“Market forces, not government action, made this happen,” writes Professor Mark Perry. I’m still skeptical that carbon emissions are anything like the environmental threat some alarmists have told us they are, but for what it’s worth, thanks to advancements in the energy sector made possible by fracking (among other things) US carbon emissions are at a 20 year low.
In a surprising turnaround, the amount of carbon dioxide being released into the atmosphere in the U.S. has fallen dramatically to its lowest level in 20 years, and government officials say the biggest reason is that cheap and plentiful natural gas has led many power plant operators to switch from dirtier-burning coal.
Many of the world’s leading climate scientists didn’t see the drop coming, in large part because it happened as a result of market forces rather than direct government action against carbon dioxide, a greenhouse gas that traps heat in the atmosphere.
Michael Mann, director of the Earth System Science Center at Penn State University, said the shift away from coal is reason for “cautious optimism” about potential ways to deal with climate change. He said it demonstrates that “ultimately people follow their wallets” on global warming.
“There’s a very clear lesson here.
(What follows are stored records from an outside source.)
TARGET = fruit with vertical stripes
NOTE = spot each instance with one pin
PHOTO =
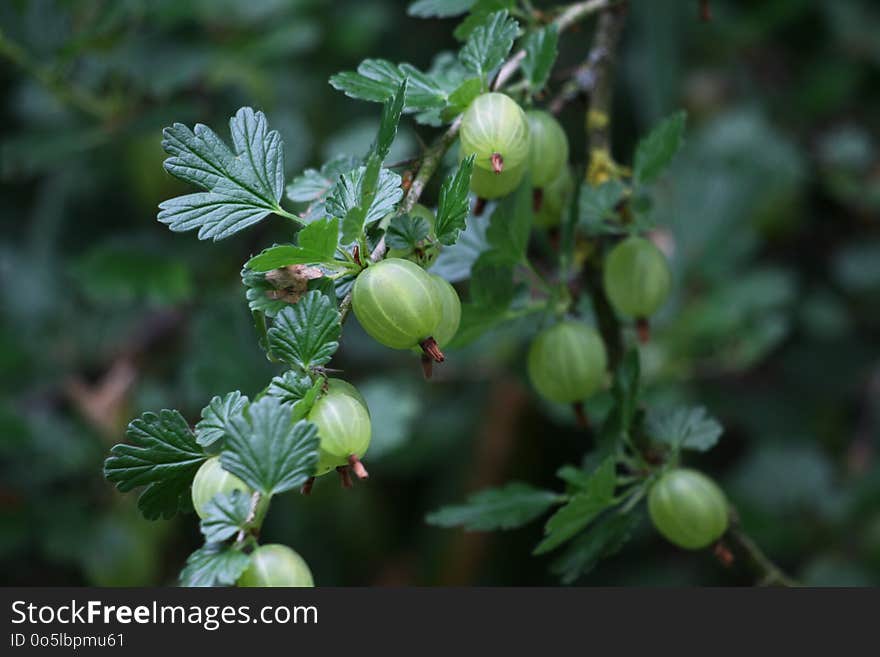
(566, 362)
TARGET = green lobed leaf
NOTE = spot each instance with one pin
(439, 8)
(214, 564)
(489, 44)
(462, 97)
(511, 225)
(596, 206)
(225, 515)
(261, 293)
(508, 507)
(607, 536)
(242, 187)
(454, 262)
(684, 428)
(453, 205)
(478, 14)
(313, 185)
(267, 450)
(306, 334)
(541, 51)
(211, 429)
(389, 121)
(406, 232)
(377, 80)
(346, 199)
(582, 509)
(316, 244)
(296, 389)
(163, 456)
(655, 151)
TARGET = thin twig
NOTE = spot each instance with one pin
(571, 15)
(769, 574)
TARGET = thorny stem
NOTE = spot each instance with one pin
(258, 508)
(769, 574)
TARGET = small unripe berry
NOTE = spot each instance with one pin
(343, 424)
(548, 152)
(556, 199)
(636, 278)
(210, 480)
(494, 128)
(276, 565)
(396, 303)
(688, 508)
(566, 362)
(488, 185)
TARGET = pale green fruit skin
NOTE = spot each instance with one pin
(396, 303)
(636, 278)
(450, 313)
(210, 480)
(548, 151)
(566, 362)
(494, 123)
(344, 428)
(557, 196)
(688, 508)
(490, 185)
(276, 565)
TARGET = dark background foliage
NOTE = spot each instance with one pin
(772, 210)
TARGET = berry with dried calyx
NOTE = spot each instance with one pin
(494, 128)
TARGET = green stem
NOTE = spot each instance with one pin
(769, 574)
(64, 90)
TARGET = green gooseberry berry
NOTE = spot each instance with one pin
(548, 151)
(343, 424)
(276, 565)
(494, 129)
(636, 278)
(488, 185)
(688, 508)
(397, 304)
(557, 196)
(566, 362)
(210, 480)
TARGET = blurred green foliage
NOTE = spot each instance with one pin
(771, 215)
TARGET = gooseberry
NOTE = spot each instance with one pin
(688, 508)
(566, 362)
(450, 311)
(636, 278)
(210, 480)
(276, 565)
(556, 198)
(488, 185)
(343, 424)
(494, 128)
(548, 151)
(397, 304)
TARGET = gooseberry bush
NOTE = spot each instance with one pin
(365, 236)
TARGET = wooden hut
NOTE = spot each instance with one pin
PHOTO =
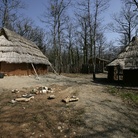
(100, 65)
(19, 56)
(125, 66)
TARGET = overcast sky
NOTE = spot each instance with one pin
(35, 8)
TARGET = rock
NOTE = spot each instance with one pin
(15, 91)
(70, 99)
(66, 100)
(24, 99)
(59, 127)
(51, 97)
(13, 101)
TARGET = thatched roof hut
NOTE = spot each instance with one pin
(126, 64)
(18, 53)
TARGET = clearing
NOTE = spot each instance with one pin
(97, 113)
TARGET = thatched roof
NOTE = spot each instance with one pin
(128, 58)
(16, 49)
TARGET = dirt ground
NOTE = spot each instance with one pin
(97, 114)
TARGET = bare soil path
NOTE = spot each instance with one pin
(105, 116)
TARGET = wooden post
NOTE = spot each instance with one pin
(35, 71)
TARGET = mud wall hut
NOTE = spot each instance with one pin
(19, 56)
(125, 66)
(100, 66)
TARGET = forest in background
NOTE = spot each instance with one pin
(71, 41)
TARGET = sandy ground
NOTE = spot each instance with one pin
(106, 116)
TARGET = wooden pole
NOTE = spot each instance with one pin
(35, 71)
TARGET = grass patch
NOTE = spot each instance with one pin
(127, 95)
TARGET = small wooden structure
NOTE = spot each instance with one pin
(19, 56)
(125, 66)
(100, 66)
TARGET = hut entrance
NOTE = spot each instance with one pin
(115, 73)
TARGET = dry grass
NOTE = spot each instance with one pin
(39, 117)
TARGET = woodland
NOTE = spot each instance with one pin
(74, 32)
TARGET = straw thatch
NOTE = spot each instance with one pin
(16, 49)
(128, 58)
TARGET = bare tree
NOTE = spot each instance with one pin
(9, 12)
(125, 24)
(54, 17)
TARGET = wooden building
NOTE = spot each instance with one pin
(100, 65)
(19, 56)
(125, 66)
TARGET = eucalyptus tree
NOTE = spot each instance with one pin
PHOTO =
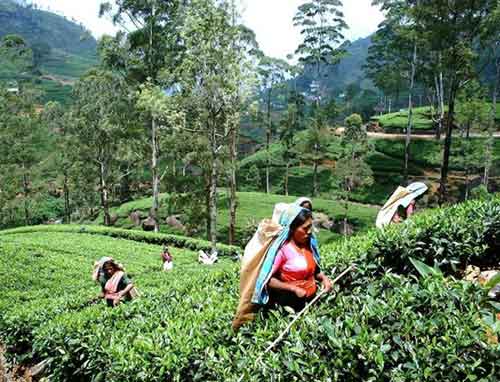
(20, 142)
(60, 121)
(315, 147)
(351, 170)
(149, 53)
(272, 73)
(321, 24)
(472, 113)
(399, 42)
(289, 126)
(19, 123)
(102, 112)
(453, 28)
(384, 65)
(210, 79)
(490, 40)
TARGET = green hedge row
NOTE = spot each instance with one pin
(140, 236)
What it shows is that if you make a cleaner energy source cheaper, you will displace dirtier sources,” said Roger Pielke Jr., a climate expert at the University of Colorado.
That last is bunk. The public cares about cheap more than they care about clean. Which isn’t to say that coal and other fossil fuel energies were as dirty as some made them out to be. Only that I don’t believe Americans were ever won over by the arguments of the global warming alarmists, and the rise of natural gas as a cleaner alternative to coal has more to do with economics than environmental politics.
“[T]here has hardly ever been a time in the conduct of human affairs when cheapness didn’t triumph,” wrote Bill Bryson in his excellent At Home.
This is true in energy the same as anywhere else.